THE MAJORITY DISREGARDED A DISTRICT COURT RULING

The House Election Contest Committee met for the last time on January 24. As expected, Republican State Representatives Steven Holt, Jon Jacobsen, and Matt Windschitl voted to recommend that the House dismiss Koether’s contest. Here’s the full text of the majority report, which the House is scheduled to consider on Monday.

This committee met on January 14, 16, and 24, 2019. All members examined the statements and exhibits presented and submitted by the contestant and the incumbent.

This committee concludes that the relief sought by the contestant is not supported by Iowa Code 53.17, and further lacks support in Iowa Administrative Code 721-21.14(53), and the legislative history surrounding the adoption of HF 2273 in 2016.

It is clear, there exists no legal authority to open and count the twenty-nine ballots in question and thus no right to recanvass or recertify the election. The Winneshiek County Auditor and the Secretary of State have acted in accordance with the law. This committee cannot recommend the House act in violation of the laws that governed the election held on November 6, 2018.

This committee recommends the House dismiss the election contest and agrees with the official certification showing the incumbent, Michael Bergan, to be duly elected to the Office of State Representative from House District 55.

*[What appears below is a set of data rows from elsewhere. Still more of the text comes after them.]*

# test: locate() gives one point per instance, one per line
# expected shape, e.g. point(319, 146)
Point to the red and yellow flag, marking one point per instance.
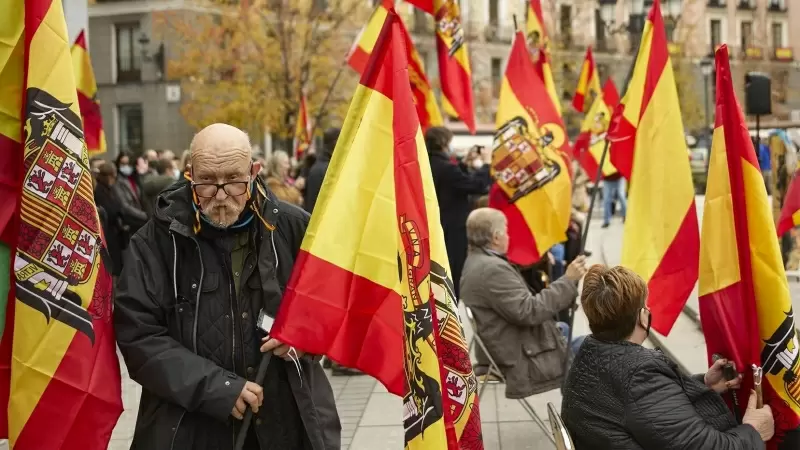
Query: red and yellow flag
point(371, 286)
point(424, 97)
point(530, 162)
point(87, 97)
point(455, 74)
point(662, 248)
point(591, 141)
point(790, 213)
point(302, 130)
point(59, 372)
point(539, 46)
point(745, 304)
point(588, 81)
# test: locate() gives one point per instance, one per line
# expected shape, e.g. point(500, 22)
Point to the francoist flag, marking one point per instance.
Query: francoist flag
point(87, 97)
point(745, 305)
point(661, 242)
point(424, 97)
point(790, 213)
point(591, 141)
point(539, 46)
point(455, 74)
point(302, 130)
point(371, 286)
point(530, 162)
point(588, 81)
point(59, 374)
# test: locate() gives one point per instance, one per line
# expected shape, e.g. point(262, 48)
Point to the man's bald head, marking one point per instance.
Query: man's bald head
point(487, 228)
point(221, 154)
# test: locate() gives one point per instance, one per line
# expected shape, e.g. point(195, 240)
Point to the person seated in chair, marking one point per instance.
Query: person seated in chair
point(624, 396)
point(518, 327)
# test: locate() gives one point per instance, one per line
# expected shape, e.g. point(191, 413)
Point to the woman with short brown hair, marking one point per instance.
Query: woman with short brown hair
point(620, 395)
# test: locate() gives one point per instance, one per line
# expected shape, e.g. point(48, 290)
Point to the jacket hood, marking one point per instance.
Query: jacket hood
point(174, 207)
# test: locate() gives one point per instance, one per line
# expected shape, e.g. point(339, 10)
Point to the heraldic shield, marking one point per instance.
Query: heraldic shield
point(59, 238)
point(781, 353)
point(519, 163)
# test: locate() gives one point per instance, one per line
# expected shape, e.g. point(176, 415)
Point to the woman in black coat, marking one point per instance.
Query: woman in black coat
point(620, 395)
point(455, 188)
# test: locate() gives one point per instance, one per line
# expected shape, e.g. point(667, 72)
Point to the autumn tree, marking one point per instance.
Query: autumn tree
point(246, 63)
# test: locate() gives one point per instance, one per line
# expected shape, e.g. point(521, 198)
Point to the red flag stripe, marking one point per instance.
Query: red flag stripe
point(379, 326)
point(673, 278)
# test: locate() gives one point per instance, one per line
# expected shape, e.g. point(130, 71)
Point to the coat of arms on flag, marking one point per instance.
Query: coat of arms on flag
point(59, 230)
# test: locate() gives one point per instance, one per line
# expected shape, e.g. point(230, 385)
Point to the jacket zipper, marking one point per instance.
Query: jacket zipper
point(175, 434)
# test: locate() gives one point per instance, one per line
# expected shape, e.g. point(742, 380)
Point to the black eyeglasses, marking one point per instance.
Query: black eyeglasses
point(209, 190)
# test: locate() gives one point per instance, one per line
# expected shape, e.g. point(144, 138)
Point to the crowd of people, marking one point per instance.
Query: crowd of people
point(221, 228)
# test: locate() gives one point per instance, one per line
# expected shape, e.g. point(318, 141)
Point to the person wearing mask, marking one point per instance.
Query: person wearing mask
point(517, 326)
point(277, 179)
point(624, 396)
point(613, 191)
point(216, 256)
point(114, 229)
point(153, 185)
point(317, 173)
point(455, 190)
point(129, 191)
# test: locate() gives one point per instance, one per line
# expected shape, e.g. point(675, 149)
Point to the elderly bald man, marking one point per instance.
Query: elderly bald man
point(218, 252)
point(518, 327)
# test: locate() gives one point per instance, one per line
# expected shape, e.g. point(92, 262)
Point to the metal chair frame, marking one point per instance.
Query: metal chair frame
point(493, 367)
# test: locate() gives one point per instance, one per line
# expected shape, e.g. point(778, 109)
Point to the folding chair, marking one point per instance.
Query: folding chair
point(562, 438)
point(493, 367)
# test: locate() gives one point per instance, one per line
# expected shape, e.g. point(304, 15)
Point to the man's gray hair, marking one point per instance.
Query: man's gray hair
point(482, 225)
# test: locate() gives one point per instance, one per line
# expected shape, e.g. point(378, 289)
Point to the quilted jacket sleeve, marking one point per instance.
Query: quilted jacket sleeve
point(513, 300)
point(155, 359)
point(659, 415)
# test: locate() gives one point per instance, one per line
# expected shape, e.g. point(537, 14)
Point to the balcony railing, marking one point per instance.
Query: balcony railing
point(747, 4)
point(753, 53)
point(783, 54)
point(776, 6)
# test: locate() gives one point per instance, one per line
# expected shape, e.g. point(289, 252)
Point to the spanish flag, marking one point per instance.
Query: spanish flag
point(745, 305)
point(302, 130)
point(790, 212)
point(591, 141)
point(455, 74)
point(663, 248)
point(588, 81)
point(59, 374)
point(530, 162)
point(87, 97)
point(424, 97)
point(371, 286)
point(539, 46)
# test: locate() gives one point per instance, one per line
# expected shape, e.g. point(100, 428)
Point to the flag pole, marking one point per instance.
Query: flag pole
point(327, 97)
point(592, 202)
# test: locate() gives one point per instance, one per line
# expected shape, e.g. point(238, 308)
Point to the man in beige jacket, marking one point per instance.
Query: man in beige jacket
point(518, 327)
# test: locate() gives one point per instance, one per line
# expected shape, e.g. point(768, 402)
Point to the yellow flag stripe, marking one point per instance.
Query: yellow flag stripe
point(358, 189)
point(661, 180)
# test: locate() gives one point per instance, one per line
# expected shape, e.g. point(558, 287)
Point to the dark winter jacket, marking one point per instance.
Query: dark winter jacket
point(454, 190)
point(191, 341)
point(622, 396)
point(314, 181)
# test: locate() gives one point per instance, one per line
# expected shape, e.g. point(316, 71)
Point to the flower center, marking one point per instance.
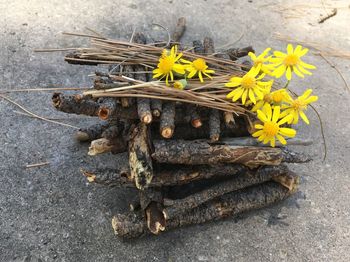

What’s missing from this picture? Any discussion of state law governing election contests. When he dismissed Koether’s lawsuit last month, Polk County District Court Judge Scott Beattie noted that Iowa Code sections 57 and 59 provide “recourse to resolve [the plaintiff’s] complaint” by filing for an election contest. From his dismissal order (emphasis added):

The Iowa House of Representatives (or a committee of its representatives), will sit as a “contest court” and hear the matter. Furthermore, pursuant to Iowa Code § 59, the parties can conduct discovery, issue subpoenas and take depositions as part of the contest procedure. The statute even allows the Plaintiff the right to have the ballots opened and considered. See Iowa Code § 57.5 (2018).

The judge didn’t misunderstand the law. Here’s the full text of the code provision in question.

57.5 Recanvass in case of contest
The parties to any contested election shall have the right, in open session of the court or tribunal trying the contest, and in the presence of the officer having them in custody, to have the ballots opened, and all errors of the precinct election officials in counting or refusing to count ballots corrected by such court or tribunal.

Republicans are not required to care about how voters marked disputed Winneshiek County ballots. They could decide later not to add the totals for Bergan and Koether to the certified numbers. But the law is clear: parties contesting an election have the right to have the ballots opened. Koether should have been allowed to summon Winneshiek County Auditor Ben Steines (who has custody of the ballots) to Des Moines, so the envelopes could be opened and considered in an open proceeding.

Iowa Code Section 59 is vague about how contests should be conducted but clear about one thing: “Depositions may be taken in such cases,” and “no cause for taking the depositions need be shown.”

Republicans on the election contest committee never allowed Koether to call witnesses or take depositions. They merely heard arguments from attorneys on January 16.

“WE’RE NOT ASKING ANYBODY TO DO MS. KOETHER A FAVOR”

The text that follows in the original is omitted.